Marketing is not just taking over because of generational preferences or changing customer habits, and while technology is replacing much of the work marketers do, marketing remains fundamental and in being so, is reshaping the structure and economics of startups.

The End of Traditional Sales

The rise of digital-first generations — Millennials and Gen Z — has rendered traditional sales strategies nearly obsolete.
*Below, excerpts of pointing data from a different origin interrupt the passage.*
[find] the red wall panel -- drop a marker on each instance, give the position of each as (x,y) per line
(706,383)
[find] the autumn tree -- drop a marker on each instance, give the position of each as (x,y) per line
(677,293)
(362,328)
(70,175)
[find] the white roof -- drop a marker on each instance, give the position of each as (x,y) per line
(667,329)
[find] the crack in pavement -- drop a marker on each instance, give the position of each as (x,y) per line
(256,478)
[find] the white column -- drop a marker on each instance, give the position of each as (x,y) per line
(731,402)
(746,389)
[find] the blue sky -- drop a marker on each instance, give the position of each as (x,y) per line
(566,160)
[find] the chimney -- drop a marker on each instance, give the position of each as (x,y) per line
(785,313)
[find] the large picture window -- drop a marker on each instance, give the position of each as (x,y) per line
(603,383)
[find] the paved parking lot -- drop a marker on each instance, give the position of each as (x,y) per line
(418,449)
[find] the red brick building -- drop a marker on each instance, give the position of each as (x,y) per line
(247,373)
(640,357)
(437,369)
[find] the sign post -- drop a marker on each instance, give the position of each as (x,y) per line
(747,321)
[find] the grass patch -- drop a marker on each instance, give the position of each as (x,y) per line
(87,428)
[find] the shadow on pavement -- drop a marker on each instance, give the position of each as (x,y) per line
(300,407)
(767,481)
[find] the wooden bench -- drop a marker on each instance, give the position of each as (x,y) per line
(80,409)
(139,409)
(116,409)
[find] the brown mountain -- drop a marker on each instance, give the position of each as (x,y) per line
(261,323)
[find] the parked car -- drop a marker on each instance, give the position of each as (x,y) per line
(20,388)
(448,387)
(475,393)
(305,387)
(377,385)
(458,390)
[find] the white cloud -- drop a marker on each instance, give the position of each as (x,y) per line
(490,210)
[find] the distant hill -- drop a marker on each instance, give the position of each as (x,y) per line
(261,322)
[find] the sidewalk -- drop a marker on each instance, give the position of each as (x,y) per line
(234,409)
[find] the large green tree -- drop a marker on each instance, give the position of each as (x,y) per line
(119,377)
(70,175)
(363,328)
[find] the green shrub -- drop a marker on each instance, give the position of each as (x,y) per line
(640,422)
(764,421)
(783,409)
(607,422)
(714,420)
Heck, I can point to myself, in Gen X, being one of the earliest adopters of and working professionals online; if you want to sell me, I’m going to show you the door. Such customers prefer to educate themselves. They’d rather dive into a YouTube rabbit hole of product reviews, TikTok testimonials, or Reddit threads than spend five minutes on a sales call. I use AI and social media to find the ideal solutions for my needs and in the same process, make no mistake, I ensure that I’m seeking solutions that do NOT require sales calls, demos, and webinars.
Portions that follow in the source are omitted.